Wednesday, 24 de April de 2024 ISSN 1519-7670 - Ano 24 - nº 1284

Acordo desvendado, três meses depois

Num texto sereno, cristalino e didático publicado na Página Dois do Estado de S.Paulo (‘Igreja e Estado‘, 14/2), o cardeal-arcebispo de São Paulo, D. Odilo P. Scherer, desvendou definitivamente o caso do acordo Brasil-Santa Sé que tanta celeuma provocou em novembro passado.


O presidente Lula foi ao Vaticano, foi recebido pelo papa Bento 16 no dia 13 de novembro, como sempre acompanhado pela ministra-chefe da Casa Civil, Dilma Rousseff, e por um séquito de jornalistas de grande imprensa.


Houve abraços, benções, fotos e nenhuma declaração sobre o teor do encontro entre o presidente da República e o Sumo Pontífice. O noticiário dos dias seguintes foi insignificante, desencontrado e visivelmente despistador.
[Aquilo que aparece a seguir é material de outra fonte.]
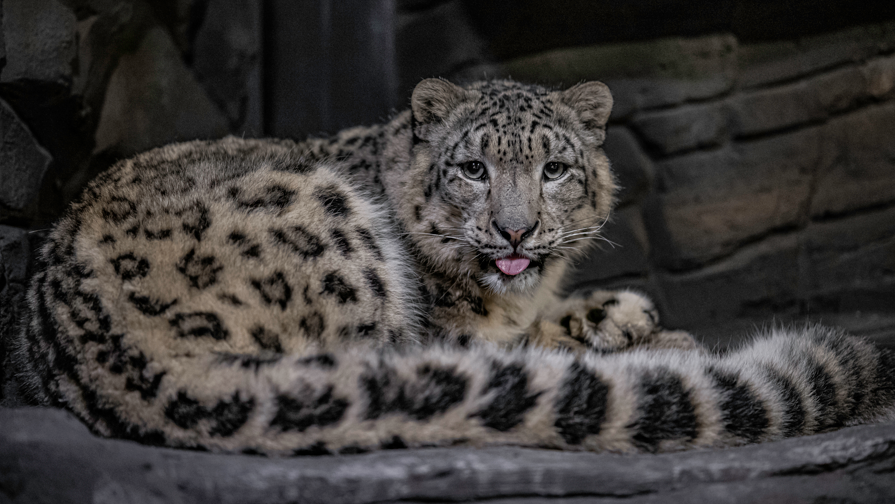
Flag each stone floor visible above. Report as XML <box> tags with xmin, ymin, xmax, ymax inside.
<box><xmin>0</xmin><ymin>408</ymin><xmax>895</xmax><ymax>504</ymax></box>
A oposição esperneou, o texto do acordo foi postado no site do Itamaraty (ver aqui uma versão bilíngüe) e este Observatório da Imprensa reclamou contra o estranhíssimo conluio entre o governo, o patronato jornalístico e os jornalistas encarregados da cobertura (ver ‘Acordo por debaixo dos panos‘, ‘Omissão da mídia sobre o acordo com o Vaticano‘, ‘Notícia (convenientemente) ignorada‘ e ‘Mídia se cala sobre o acordo do governo com a Santa Sé‘).


Transparência incomum


Passados exatos três meses, o esclarecimento. Embora D. Odilo mencione sempre no seu texto a palavra acordo, trata-se de um tratado entre os dois Estados. Preenche um vácuo deixado pela proclamação da República e o fim do regime do padroado e, ao mesmo tempo – conforme sugere o título do artigo, ‘Igreja e Estado’ –, é um instrumento para regular as relações entre o Estado brasileiro e apenas uma confissão religiosa, a católica. As demais ficaram de fora. O tratado infringe, portanto, o laicismo expresso na Constituição de 1988.


D. Odilo prestou um enorme serviço à sociedade brasileira. Nada escondeu, adotou uma transparência incomum. E deixou mal a imprensa, os jornalistas que testemunharam o episódio e, sobretudo, o governo que não perde uma chance de desancar os meios de comunicação, mas desta vez serviu-se de suas fragilidades para disfarçar uma jogada política.